Writer: Steve Dinnen
Unable to resist the lure of a bad pun, might I suggest that sliced shares could be the best thing going for young investors since sliced bread?
Proper investing calls for a well-diversified portfolio, and doing that as a fresh and relatively penniless college graduate might be a challenge. Robinhood, the online trading platform, was among the first to roll out a solution for this problem facing eager young investors with what is called fractional share ownership. This allows you to buy less than a single share – just a slice – of stock if you care to. While it might be hard to afford one whole share of Amazon, at $3,142 per share, without tying up an outsized percentage of your entire start-up investing budget, you can now buy just half a share, or a tenth, or whatever fraction that pleases you. That will leave enough money to buy a fraction of Alphabet Inc. (Google), at $1,544 per whole share.

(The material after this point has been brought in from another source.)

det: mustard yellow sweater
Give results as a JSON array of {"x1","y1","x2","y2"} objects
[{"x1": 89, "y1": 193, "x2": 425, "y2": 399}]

Robinhood has been joined in this by big trading firms such as Fidelity and Charles Schwab. The people at Schwab told me that the sliced shares program is aimed at younger or new investors, and older, more affluent investors who want to give stock to children or grandchildren as a gift. At accounts they have opened so far, they have seen that 13% are custodial accounts. Normally, just 3% of Schwab accounts are custodial.
The most popular investment choices at Schwab have been companies that younger people would find attractive – Amazon, Apple, Microsoft, Netflix and Facebook have been the top five selections. Buying even one share of each of those stocks would cost about $4,200. Schwab reports the average order to be $378, so clearly there’s a lot of slicing going on.
Investment choices are currently limited to stocks that are part of the S&P 500 Index. That would include Berkshire Hathaway B Class shares, which sell for around $221 each, but not its A Class shares; at $338,000 per share, they would be an excellent candidate for a partial share buy-in for even deep-pocketed investors.
Technically you’re not buying a physical partial share, but a trust-like instrument that the broker has arranged that will buy a share, or two, or 2,000 of a company, and then parcel it out among program participants.
One broker I spoke with said sliced share programs might attract investors who are not properly informed about the risks and rewards of the stock market. That’s a possibility, but with proper guidance from a seasoned grandparent, it’s a good way to dip a toe into the water before leaping headlong.